After tonight, T-minus ten,...
It's a little strange to look at the schedule and see just ten games remaining after tonight's tilt with Winnipeg. Another season that's absolutely flown by, it feels like just yesterday we were sitting in the stands at those opening camp practices, giving Crosby a standing ovation upon his return just to practice, watching Malkin tearing up practices as some sort of sick precursor to what we'd see from his this year, or getting our first glimpse of the skating brilliance of Joe Morrow.
Fast-forward some 71 games, and we get this past Sunday's Flyers tilt. If a game like that didn't catapult you directly into playoff mode, maybe we'll let CBC work their magic with this clip from last year.
(And as someone who still cheers for the Canucks as well as the Pens, not even the clean-ringing backdrop of The Edge's guitar melodies can keep parts of that clip from sucking out loud to watch again, but that's just me.)
(And feel free to leave that clip on continuous loop as you read the rest of this.)
So many good things in these clips. So much great imagery, and then you start remembering all of the things that come with hockey this time of year.

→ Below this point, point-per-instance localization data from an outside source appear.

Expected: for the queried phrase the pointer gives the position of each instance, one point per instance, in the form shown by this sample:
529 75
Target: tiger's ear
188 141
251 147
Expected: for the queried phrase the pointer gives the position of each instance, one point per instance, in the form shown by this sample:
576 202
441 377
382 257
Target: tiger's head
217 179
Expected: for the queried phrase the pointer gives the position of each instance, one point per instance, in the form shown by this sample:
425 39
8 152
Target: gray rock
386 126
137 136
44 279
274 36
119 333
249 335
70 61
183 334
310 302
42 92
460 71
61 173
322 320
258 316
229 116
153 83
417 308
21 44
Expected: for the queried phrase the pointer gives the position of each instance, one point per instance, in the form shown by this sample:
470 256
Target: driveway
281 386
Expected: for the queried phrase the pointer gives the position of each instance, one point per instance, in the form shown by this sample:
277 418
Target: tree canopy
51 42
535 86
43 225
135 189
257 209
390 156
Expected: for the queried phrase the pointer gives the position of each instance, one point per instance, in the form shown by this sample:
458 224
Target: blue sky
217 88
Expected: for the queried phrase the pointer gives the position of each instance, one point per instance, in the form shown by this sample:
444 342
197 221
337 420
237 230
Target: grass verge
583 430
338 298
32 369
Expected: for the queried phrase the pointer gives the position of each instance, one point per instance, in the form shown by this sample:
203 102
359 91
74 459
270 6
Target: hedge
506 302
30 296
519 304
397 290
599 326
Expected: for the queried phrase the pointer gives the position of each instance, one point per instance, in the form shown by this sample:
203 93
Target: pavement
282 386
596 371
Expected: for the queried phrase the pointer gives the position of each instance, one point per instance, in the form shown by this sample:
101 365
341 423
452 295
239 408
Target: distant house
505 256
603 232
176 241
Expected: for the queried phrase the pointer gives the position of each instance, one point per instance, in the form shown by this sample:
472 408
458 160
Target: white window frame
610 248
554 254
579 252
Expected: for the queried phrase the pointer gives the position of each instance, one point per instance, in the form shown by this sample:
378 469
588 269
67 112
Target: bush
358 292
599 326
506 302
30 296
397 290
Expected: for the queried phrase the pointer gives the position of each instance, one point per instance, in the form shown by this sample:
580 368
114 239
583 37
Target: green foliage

Games on every single night. Doubleheaders, most of the time.
Games so intense, not even Pierre in between the benches or Edzo in the booth can ruin it.
Cheering for anyone playing the Flyers, Rangers or Caps. If two of those teams are playing each other, cheering for the meteor.
Weighing the pros of staying up to watch a Western Conference series versus the cons of going to work or class on four hours of sleep the next morning.
On game days, you're a wreck. You get through the work day as quickly as possible knowing the game is on that night.
Talking yourself into that first game of the first series, knowing that everything that just transpired over the previous 82 games doesn't really mean so much anymore now, does it?
Every win feels like your team has wrestled absolute control of the series from the opposing team.
Every loss feels twice as damning to the hopes for a Cup, and equally awful is that sinking feeling knowing that you now have to wait another two days for your team to get back another shot. And by the way, your team can only afford to do this again maybe three more times. Maybe two. Maybe just one. At least for this series.
You jump to edge of your seat with every scoring chance your team gets and retreat to the fetal position with every chance they allow. Every celebration of a goal scored for is offset by the crushing fear that the bottom doesn't somehow fall out.
If your team scores the first goal, you start bargaining aloud with the hockey gods to somehow make the game end now. If your team allows the first goal, you wonder if your team can get two pucks past the opposing net-minder without your goalie allowing another.
If your team is ahead by just a goal in the third period, you count down minutes until the 1:30 mark, knowing an empty net awaits.
Each win is followed some strange blend of euphoria, something borne of a seven-game series and a sense of relief that only comes with 150 minutes of holding your breath.
There are those moments - those singular moments, and with them the names that only need to be mentioned to bring a smile and an appreciative nod from your fellow fans.
Neal in overtime from the wall (the last great moment of the 2010-11 season).
Crosby behind the net against Ottawa.
Malkin against all of Carolina.
Tic-tac-toe to TK.
Staal winding it up shorthanded against Detroit.
Fleury stoning Ovechkin.
Roberts challenging the Senators.
Sykora in however many overtimes.
Kasparaitis against Hasek.
Jagr against the Blackhawks. Jagr against the Devils.
Lemieux so many times, from the Immaculate Deflection, to the puck in Bourque's skates, to splitting the defense against Minnesota and that unbelievable goal against Chicago.
And of course, Talbot and then those last six seconds culminated by Fleury diving across the crease.
In three weeks, we get to do it all over.
Welcome to your next three months, Pens fans.